Wednesday, 16 November 2022

Select Committee on Finance, Public Expenditure and Reform, and Taoiseach

Business of Select Committee

Photo of Paschal DonohoePaschal Donohoe (Dublin Central, Fine Gael) | Oireachtas source

A sale of shares is normally chargeable to stamp duty at a rate of 1%, as Deputy Doherty concluded, and is payable by the purchaser. I am advised by Revenue that where a company purchases its own shares, the stamp duty treatment depends on the form in which the shares are held and the method by which the purchases are effected.

For shares held in paper form, the shares may be bought back in two ways. The first is by means of a standard stock transfer form. The second is where the shareholder and the company enter into a contract or share purchase agreement for the sale of the shares, following which the shareholder hands over the share certificates to the company.

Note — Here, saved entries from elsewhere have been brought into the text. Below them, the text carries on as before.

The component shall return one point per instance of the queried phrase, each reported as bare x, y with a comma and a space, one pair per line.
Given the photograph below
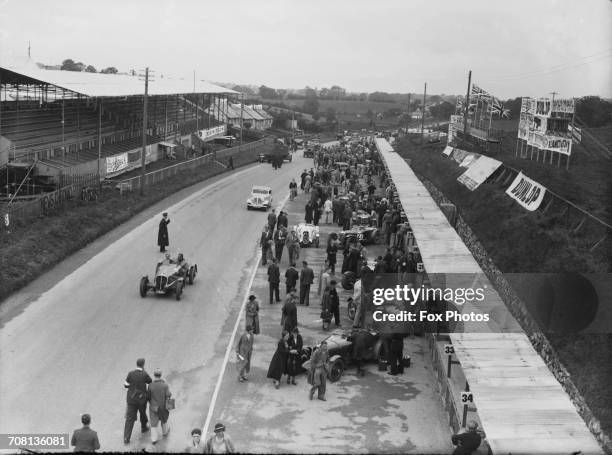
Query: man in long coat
243, 353
162, 233
289, 312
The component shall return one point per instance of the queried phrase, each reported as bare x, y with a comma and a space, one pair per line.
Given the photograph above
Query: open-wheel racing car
340, 346
308, 234
364, 230
170, 277
260, 199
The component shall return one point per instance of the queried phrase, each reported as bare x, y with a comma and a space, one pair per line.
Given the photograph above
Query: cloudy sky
514, 48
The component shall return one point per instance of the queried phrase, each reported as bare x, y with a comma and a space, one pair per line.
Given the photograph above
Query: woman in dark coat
308, 210
278, 365
162, 234
295, 344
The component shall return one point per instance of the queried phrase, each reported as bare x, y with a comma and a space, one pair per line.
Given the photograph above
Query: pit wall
519, 310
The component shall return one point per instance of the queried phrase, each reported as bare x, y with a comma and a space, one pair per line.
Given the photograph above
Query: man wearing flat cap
195, 446
220, 442
136, 397
159, 392
162, 234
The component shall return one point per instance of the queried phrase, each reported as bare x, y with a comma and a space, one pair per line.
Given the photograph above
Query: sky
513, 48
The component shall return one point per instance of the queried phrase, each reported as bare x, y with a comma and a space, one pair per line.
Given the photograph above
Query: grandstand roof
97, 85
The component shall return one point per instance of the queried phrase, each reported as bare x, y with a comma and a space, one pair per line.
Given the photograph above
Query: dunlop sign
526, 192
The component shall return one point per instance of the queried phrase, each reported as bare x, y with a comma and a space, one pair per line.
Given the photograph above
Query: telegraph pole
144, 133
467, 105
423, 115
241, 117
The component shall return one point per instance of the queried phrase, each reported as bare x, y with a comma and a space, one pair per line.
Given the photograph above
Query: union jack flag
497, 108
477, 91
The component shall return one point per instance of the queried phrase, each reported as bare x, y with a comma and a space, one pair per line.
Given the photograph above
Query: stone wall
519, 310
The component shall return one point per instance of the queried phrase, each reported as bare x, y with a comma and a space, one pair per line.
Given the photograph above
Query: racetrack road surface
376, 413
68, 351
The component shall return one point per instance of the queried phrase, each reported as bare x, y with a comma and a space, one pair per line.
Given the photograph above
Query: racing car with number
260, 199
170, 277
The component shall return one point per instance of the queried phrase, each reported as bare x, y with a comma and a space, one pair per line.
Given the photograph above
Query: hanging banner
447, 151
563, 105
478, 172
526, 192
211, 132
459, 155
116, 163
469, 160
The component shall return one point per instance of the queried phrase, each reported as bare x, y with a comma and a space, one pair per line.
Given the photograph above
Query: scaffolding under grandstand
56, 123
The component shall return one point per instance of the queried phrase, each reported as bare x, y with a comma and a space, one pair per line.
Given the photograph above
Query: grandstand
58, 123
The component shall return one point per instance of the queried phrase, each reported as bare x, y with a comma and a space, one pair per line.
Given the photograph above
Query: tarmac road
68, 351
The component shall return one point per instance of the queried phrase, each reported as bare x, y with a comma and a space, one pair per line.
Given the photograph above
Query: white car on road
261, 198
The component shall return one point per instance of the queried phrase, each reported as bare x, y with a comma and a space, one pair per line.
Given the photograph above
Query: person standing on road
317, 375
289, 312
308, 212
85, 439
136, 398
266, 235
291, 277
467, 443
295, 344
274, 281
195, 446
282, 220
332, 249
244, 350
220, 442
306, 280
162, 233
293, 247
280, 237
292, 190
159, 392
272, 220
328, 208
252, 314
278, 364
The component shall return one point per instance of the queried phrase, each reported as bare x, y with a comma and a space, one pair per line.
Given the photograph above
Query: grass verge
30, 249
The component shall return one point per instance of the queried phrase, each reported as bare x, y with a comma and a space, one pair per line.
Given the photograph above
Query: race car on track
260, 199
170, 277
340, 349
308, 234
364, 230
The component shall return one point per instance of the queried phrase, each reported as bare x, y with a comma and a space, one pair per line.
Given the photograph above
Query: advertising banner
116, 163
478, 172
469, 160
212, 132
563, 105
459, 155
526, 192
559, 144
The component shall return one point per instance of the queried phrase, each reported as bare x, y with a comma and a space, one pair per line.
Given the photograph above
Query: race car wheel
336, 369
143, 287
352, 310
179, 290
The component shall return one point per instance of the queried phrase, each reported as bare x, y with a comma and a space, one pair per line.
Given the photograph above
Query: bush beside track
522, 242
30, 249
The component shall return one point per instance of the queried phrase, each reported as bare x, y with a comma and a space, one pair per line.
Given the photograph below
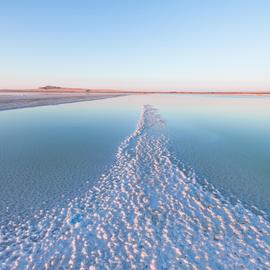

Where a company purchases its own shares by means of a stock transfer form, a stamp duty charge arises. Where a company enters into a contract or share purchase agreement, Revenue accepts that there is no stamp duty chargeable on the transaction by virtue of section 31(1)(b) of the Stamp Duties Consolidation Act 1999. This section provides for stamp duty to be charged in respect of any contract or agreement for the sale of any estate or interest in any property as if it were an actual conveyance on sale of the estate, interest or property.

However, it specifically excludes from its scope the sale of certain property, including shares. Accordingly, where a company purchases its own shares by means of a contract or agreement, no charge to stamp duty arises.

For shares held in uncertificated, or dematerialised, form, the shares may be bought back via a securities settlement system. Euroclear operates the securities settlement system for trading in Irish shares. Where a company purchases its own shares via a securities settlement system, it has been a long-standing Revenue practice to confirm that stamp duty is not chargeable.

In advance of budget 2023, officials in my Department carried out a preliminary examination of issues relating to the stamp duty treatment of share buybacks, as was flagged in the tax strategy group papers. On the conclusion of that preliminary examination, departmental officials recommended to me that no changes should be introduced in the Finance Bill 2022 and that the Department should carry out a more in-depth analysis of this issue in the year ahead. In this context, I can confirm for the Deputy that the matter of the stamp duty treatment of share buybacks will be considered in greater detail in 2023.

On reporting of information in relation to share buyback, companies are required to report to the Central Bank on share buyback activities under Article 5 of the market abuse regulation. However, the Central Bank looks at these reports on a case-by-case basis and does not keep a database from which this information can be extracted.